Factual error: As Bentley is shown round the control room of the plant there are modern LED light panels and modern health and safety stop buttons which would not have existed in the 1960s.
Character mistake: The registration number of Alan Salt's car is HUA222B, but when Rachel is on the phone asking an officer to look up the car's registered owner she gives the registration number as B222HUA.
Factual error: Gently and team shine a maglite torch into an underground chamber. The episode was set in 1970. Maglite torches weren't manufactured until 1979.
Factual error: The Daimler DS420 limousine seen in this episode has a C registration which dates it to 1965 these cars did not start production until 1968.

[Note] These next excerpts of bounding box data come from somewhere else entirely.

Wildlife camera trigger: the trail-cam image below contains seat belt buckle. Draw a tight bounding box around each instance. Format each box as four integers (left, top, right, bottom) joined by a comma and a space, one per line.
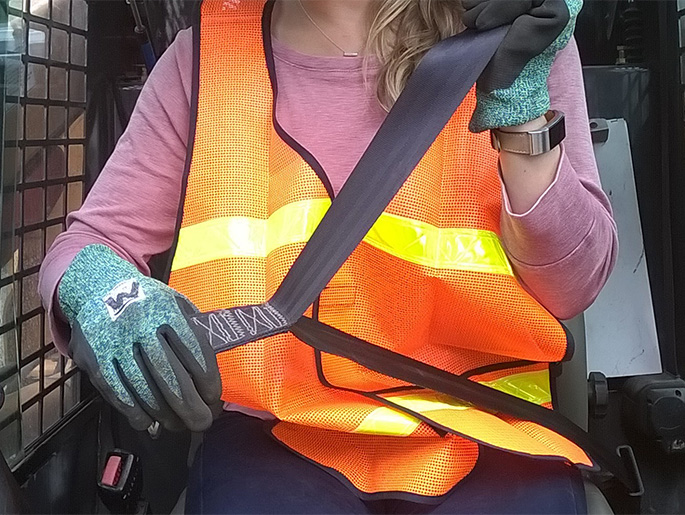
616, 445, 645, 497
98, 449, 149, 514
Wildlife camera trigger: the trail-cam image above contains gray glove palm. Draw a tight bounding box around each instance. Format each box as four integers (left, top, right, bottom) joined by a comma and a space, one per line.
58, 245, 221, 431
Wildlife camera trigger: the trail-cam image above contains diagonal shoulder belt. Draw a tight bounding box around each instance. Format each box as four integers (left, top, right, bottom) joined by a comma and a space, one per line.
186, 27, 641, 495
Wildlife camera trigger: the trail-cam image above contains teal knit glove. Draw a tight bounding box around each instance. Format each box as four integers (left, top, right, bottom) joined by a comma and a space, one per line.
58, 245, 221, 431
463, 0, 583, 132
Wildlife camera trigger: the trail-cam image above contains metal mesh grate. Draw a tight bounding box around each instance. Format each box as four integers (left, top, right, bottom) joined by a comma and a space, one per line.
0, 0, 87, 464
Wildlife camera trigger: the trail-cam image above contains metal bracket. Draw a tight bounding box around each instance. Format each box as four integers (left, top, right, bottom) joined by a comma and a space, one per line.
590, 118, 609, 144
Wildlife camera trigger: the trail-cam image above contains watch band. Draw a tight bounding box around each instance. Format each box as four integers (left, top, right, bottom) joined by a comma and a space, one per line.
490, 110, 566, 156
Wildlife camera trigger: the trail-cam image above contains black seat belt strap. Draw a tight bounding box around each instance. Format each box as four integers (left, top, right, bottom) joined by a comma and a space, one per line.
186, 27, 637, 491
194, 27, 507, 352
290, 317, 643, 494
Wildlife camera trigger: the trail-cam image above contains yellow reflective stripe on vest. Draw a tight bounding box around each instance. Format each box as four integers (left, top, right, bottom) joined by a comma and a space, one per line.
364, 213, 513, 275
354, 370, 552, 436
171, 199, 513, 275
171, 199, 331, 271
479, 370, 552, 404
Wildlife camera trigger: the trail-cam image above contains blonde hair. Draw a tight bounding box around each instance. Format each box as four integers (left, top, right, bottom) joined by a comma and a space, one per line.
366, 0, 464, 110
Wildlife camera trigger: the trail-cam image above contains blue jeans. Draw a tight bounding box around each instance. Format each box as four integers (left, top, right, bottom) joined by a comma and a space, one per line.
186, 412, 587, 515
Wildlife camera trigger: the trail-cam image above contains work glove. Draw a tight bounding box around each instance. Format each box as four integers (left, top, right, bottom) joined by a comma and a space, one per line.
462, 0, 583, 132
58, 245, 221, 431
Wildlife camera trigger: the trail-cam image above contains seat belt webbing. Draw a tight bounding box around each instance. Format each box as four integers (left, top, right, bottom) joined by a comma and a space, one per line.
184, 27, 637, 491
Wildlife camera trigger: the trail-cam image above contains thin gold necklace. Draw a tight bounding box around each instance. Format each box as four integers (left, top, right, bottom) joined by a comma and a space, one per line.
297, 0, 359, 57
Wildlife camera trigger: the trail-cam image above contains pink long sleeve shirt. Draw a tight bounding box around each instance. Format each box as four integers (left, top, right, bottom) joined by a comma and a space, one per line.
39, 29, 617, 351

Factual error: Two cars in this episode set in 1964 are too new, Robert Stratton's Wolseley 1100 or 1300 is a mark two which didn't start production until 1967, and George Gently's Rover 3 litre is a 1966 mark 3 model fitted with rostyle wheels from the 1967 3.5 litre model.
Factual error: At the seaside the Bedford CF ice cream van is wrong on two counts - the CF was first produced in November 1969 and this van has a J registration dating to 1970-71. This episode was set in 1968.

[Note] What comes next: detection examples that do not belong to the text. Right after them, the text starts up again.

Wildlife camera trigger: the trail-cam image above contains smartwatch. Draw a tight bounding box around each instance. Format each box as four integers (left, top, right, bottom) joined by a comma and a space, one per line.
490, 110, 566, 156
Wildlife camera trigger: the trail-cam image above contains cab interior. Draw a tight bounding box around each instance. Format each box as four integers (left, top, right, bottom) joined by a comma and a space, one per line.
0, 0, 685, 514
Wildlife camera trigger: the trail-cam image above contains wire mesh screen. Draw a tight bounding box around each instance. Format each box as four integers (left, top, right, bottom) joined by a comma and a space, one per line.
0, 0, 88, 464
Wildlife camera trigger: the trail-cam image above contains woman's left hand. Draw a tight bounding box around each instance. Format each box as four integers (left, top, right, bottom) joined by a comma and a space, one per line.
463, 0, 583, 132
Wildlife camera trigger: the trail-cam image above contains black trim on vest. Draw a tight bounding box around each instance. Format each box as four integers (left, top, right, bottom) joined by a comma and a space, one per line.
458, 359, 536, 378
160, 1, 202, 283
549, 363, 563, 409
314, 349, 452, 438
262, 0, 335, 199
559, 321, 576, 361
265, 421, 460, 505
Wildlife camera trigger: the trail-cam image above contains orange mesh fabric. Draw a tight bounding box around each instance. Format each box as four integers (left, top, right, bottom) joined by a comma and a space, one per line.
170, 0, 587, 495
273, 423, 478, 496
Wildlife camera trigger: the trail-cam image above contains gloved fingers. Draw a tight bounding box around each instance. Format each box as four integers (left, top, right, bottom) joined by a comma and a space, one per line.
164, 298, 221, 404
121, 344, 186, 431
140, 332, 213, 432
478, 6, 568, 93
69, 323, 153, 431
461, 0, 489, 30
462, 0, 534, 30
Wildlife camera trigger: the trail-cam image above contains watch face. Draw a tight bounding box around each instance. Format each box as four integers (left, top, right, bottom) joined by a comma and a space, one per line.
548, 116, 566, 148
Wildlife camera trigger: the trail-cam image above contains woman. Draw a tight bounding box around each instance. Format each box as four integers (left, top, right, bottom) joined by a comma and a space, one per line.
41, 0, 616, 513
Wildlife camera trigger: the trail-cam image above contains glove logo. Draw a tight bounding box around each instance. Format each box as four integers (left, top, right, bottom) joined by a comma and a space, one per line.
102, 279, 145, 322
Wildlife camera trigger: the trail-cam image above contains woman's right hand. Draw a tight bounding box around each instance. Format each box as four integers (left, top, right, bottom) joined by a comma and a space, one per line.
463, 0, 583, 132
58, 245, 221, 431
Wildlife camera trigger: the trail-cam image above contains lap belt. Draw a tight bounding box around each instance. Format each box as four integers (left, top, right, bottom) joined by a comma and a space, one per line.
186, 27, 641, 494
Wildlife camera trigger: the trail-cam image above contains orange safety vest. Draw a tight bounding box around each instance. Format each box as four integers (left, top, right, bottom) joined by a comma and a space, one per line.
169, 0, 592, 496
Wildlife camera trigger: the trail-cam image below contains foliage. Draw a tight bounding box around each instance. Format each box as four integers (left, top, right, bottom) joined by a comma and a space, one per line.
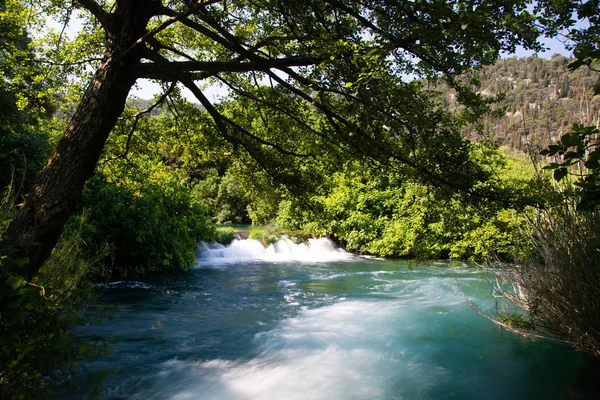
0, 208, 107, 399
503, 198, 600, 358
431, 54, 600, 152
0, 1, 53, 195
279, 150, 542, 260
540, 124, 600, 211
77, 164, 214, 277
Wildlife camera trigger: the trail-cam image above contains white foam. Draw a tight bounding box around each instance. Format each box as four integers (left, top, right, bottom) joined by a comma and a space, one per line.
140, 301, 414, 400
197, 237, 354, 266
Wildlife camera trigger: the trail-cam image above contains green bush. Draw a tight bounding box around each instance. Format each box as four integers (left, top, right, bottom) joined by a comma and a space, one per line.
82, 174, 214, 277
0, 209, 107, 399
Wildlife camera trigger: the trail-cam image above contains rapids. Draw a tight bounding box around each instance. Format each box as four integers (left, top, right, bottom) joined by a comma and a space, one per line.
68, 239, 599, 400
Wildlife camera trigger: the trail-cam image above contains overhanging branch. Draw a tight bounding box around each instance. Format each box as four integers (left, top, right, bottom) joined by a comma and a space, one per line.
76, 0, 114, 32
135, 57, 318, 80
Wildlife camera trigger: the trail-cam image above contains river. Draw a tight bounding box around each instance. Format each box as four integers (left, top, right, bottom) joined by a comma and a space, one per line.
69, 239, 600, 400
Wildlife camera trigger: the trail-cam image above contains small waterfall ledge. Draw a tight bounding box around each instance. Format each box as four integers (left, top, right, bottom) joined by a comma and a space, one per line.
197, 236, 355, 267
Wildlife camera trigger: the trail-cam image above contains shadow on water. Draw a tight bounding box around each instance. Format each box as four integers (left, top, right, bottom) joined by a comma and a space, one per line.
60, 241, 600, 400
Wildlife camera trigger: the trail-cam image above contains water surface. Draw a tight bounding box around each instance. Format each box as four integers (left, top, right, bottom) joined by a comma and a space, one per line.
73, 241, 600, 400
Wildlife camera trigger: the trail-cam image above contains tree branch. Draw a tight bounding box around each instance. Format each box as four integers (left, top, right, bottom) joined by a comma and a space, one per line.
76, 0, 114, 32
135, 57, 318, 81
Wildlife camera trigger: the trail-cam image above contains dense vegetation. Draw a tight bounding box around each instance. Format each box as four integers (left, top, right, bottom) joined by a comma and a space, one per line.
0, 0, 600, 398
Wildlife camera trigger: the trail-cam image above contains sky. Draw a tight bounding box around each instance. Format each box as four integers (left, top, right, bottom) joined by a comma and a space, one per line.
51, 10, 571, 103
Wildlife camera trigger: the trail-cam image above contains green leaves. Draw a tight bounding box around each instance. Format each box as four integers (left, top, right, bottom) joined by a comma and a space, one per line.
540, 124, 600, 209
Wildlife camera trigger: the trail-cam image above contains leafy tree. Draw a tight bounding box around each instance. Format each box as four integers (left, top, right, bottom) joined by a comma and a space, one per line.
5, 0, 538, 279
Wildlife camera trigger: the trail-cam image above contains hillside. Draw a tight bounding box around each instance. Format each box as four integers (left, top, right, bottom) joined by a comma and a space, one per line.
443, 55, 600, 150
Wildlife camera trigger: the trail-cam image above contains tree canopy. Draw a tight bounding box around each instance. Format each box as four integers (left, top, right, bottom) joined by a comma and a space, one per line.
0, 0, 596, 277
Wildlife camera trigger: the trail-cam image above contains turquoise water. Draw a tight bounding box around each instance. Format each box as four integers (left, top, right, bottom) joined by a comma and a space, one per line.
71, 241, 600, 400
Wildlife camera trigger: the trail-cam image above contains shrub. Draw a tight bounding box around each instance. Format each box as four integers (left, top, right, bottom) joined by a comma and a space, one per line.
504, 202, 600, 358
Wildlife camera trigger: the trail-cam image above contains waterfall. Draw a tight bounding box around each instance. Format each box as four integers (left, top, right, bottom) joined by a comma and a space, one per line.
197, 236, 354, 266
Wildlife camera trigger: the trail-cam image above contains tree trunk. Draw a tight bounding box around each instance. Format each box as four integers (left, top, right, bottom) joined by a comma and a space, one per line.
0, 0, 155, 283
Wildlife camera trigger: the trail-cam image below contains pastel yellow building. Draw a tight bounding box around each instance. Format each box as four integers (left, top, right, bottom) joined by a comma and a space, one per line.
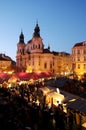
16, 23, 72, 74
72, 41, 86, 77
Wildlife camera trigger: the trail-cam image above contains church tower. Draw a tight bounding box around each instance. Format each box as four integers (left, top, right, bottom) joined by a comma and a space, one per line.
30, 22, 44, 53
16, 31, 25, 67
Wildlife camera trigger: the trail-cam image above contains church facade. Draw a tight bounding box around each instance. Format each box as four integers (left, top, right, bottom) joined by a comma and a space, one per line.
16, 23, 72, 74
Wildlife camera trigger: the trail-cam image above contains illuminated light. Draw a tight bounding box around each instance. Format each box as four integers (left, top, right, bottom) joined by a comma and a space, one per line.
69, 98, 76, 102
82, 122, 86, 128
56, 88, 60, 93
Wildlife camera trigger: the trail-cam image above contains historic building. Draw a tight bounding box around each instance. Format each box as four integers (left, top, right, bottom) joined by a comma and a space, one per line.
0, 54, 16, 73
16, 23, 72, 74
72, 41, 86, 77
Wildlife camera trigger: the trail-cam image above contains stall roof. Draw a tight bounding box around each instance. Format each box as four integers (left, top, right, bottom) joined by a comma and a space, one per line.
67, 98, 86, 114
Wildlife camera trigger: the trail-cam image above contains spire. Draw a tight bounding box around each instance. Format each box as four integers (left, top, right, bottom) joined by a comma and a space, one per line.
33, 20, 40, 37
19, 30, 24, 43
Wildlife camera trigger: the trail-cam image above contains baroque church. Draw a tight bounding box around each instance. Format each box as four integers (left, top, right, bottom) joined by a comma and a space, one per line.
16, 22, 71, 73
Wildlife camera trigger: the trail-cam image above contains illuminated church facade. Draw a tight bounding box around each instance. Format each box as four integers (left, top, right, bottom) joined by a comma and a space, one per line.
16, 23, 72, 74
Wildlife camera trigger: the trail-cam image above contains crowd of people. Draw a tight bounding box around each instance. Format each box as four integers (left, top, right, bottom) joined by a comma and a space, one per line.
0, 76, 84, 130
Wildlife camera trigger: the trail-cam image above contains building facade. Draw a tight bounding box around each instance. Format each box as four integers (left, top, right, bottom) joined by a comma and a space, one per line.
16, 23, 71, 74
72, 41, 86, 77
0, 54, 16, 73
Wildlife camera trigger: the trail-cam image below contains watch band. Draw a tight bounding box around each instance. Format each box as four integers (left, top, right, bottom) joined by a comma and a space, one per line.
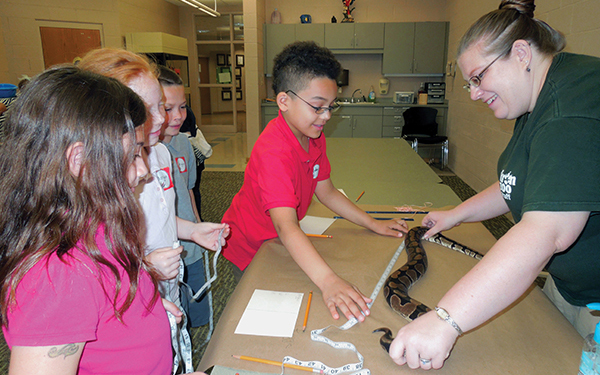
435, 306, 463, 336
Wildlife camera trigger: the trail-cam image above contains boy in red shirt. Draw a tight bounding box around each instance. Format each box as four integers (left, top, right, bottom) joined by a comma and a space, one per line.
223, 42, 407, 321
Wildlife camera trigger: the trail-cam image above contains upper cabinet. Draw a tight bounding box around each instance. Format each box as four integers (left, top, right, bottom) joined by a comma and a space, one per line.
325, 23, 384, 53
382, 22, 448, 75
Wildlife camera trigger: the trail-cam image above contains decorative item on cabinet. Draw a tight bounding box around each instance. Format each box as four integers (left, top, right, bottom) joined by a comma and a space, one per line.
300, 14, 312, 23
271, 8, 281, 24
342, 0, 354, 22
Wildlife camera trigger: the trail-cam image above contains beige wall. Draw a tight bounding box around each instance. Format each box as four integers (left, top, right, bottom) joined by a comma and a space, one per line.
446, 0, 600, 191
0, 0, 179, 84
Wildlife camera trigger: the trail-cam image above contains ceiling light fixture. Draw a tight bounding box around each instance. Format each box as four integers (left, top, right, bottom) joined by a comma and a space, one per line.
179, 0, 221, 17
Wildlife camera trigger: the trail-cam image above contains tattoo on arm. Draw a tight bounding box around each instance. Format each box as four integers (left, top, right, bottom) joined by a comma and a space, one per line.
48, 344, 80, 358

Factual error: Episode starts "Durham 1966". When Inspector George Gently and Bacchus are questioning the girls on top of the "TV" studio the High Level Bridge is in the background and there are overhead electric masts on the bridge. Railways around Newcastle were not electrified until 1990. (00:22:00)

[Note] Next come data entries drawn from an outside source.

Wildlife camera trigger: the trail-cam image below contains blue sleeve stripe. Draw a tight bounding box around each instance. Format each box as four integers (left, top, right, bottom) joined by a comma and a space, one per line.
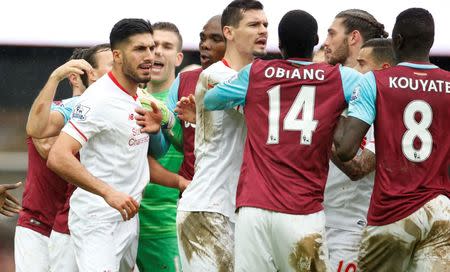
348, 72, 377, 125
204, 64, 252, 110
166, 74, 180, 116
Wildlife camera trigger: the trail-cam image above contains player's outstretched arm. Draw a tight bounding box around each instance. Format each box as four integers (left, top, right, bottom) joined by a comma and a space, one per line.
135, 101, 162, 133
0, 182, 22, 217
175, 94, 196, 124
31, 137, 57, 160
47, 132, 139, 220
147, 156, 191, 192
331, 146, 375, 181
334, 116, 370, 162
26, 59, 92, 138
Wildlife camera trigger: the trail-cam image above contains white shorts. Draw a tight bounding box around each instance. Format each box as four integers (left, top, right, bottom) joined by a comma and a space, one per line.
177, 211, 234, 272
358, 195, 450, 272
235, 207, 329, 272
325, 227, 362, 272
69, 211, 139, 272
14, 226, 50, 272
48, 230, 78, 272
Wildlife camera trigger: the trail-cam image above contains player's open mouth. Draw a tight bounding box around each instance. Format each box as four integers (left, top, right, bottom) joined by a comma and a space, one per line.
256, 38, 267, 46
139, 63, 152, 70
152, 60, 164, 72
200, 54, 211, 62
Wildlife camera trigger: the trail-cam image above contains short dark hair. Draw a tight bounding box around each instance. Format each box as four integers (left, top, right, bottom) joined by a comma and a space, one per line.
152, 22, 183, 52
109, 18, 153, 50
220, 0, 264, 29
80, 43, 111, 87
361, 38, 396, 66
278, 10, 318, 58
69, 48, 87, 60
336, 9, 389, 41
392, 8, 434, 56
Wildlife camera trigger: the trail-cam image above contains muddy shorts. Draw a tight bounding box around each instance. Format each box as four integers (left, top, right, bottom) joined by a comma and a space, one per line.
358, 195, 450, 272
177, 211, 234, 272
326, 227, 362, 272
235, 207, 329, 272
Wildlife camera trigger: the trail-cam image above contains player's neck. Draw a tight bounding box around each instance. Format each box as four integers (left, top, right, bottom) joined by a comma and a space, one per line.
72, 88, 84, 97
342, 44, 361, 68
342, 57, 358, 68
397, 55, 430, 63
223, 49, 254, 71
111, 67, 138, 96
148, 76, 175, 93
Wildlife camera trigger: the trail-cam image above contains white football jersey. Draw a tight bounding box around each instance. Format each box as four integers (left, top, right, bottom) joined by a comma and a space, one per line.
63, 72, 150, 221
324, 126, 375, 231
178, 61, 246, 221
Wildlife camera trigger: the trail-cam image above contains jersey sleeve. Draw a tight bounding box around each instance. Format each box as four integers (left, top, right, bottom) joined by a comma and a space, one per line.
204, 63, 252, 110
166, 74, 180, 116
62, 96, 108, 146
339, 65, 362, 103
348, 72, 377, 125
50, 104, 72, 124
147, 130, 170, 159
50, 97, 79, 124
364, 126, 375, 154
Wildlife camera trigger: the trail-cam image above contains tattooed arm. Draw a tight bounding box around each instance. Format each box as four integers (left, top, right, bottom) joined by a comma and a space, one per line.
331, 146, 375, 180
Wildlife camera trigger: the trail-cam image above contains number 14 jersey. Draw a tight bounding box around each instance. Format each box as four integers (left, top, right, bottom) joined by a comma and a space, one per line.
205, 59, 360, 214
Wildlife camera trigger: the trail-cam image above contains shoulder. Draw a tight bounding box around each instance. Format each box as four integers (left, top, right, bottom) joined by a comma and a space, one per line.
179, 68, 203, 80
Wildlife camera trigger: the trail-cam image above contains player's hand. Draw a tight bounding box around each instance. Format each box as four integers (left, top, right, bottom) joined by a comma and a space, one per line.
104, 189, 139, 221
0, 182, 22, 217
178, 175, 191, 193
135, 101, 162, 133
175, 94, 195, 124
50, 59, 92, 82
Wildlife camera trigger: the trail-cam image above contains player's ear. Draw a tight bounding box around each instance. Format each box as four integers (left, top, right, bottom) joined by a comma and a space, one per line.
175, 52, 184, 67
381, 62, 391, 69
348, 30, 362, 45
87, 69, 99, 84
67, 73, 81, 87
223, 26, 234, 41
113, 49, 123, 64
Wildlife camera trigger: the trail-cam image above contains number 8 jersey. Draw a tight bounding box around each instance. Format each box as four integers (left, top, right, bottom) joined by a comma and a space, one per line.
205, 59, 361, 214
348, 63, 450, 225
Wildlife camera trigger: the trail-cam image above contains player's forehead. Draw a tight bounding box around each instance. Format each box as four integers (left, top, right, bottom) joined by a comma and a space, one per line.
127, 33, 155, 47
200, 20, 222, 36
239, 9, 267, 27
95, 48, 113, 65
153, 29, 179, 46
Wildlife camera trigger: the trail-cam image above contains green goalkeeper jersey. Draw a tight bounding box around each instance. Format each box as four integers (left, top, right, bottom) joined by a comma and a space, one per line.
139, 90, 183, 239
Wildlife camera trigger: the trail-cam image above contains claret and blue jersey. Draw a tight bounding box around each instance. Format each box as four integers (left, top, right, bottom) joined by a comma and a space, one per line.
348, 62, 450, 225
204, 59, 361, 214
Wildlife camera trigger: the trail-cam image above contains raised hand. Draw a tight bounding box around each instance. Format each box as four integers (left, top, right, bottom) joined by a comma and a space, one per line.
175, 94, 196, 124
50, 59, 92, 81
0, 182, 22, 217
135, 101, 162, 133
178, 175, 191, 192
104, 189, 139, 221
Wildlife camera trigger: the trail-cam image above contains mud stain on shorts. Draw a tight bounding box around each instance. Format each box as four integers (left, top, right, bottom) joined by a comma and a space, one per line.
178, 212, 234, 272
358, 219, 422, 271
289, 233, 326, 272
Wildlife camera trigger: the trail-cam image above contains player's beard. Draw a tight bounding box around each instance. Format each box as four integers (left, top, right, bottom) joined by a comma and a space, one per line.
122, 57, 151, 83
325, 39, 350, 65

Factual error: John Bacchus is trying to sell his MGB sports car for £100, the car is less than a year old and would be worth much more than that - a new one would be about £850, and it wouldn't have lost 90% of its value in a year.
Factual error: When Gently and Bacchus pull up outside the house while looking for Hazel Joyce, Bacchus crosses the road to the sea front, the front end of a modern Vauxhall can be seen in the side road.
Gently Between the Lines - S6-E1
Factual error: Just before the end of the episode, the custody Sgt is arrested in connection with the death of the prisoner, and the modern day caution is used, which was not introduced until the '90's.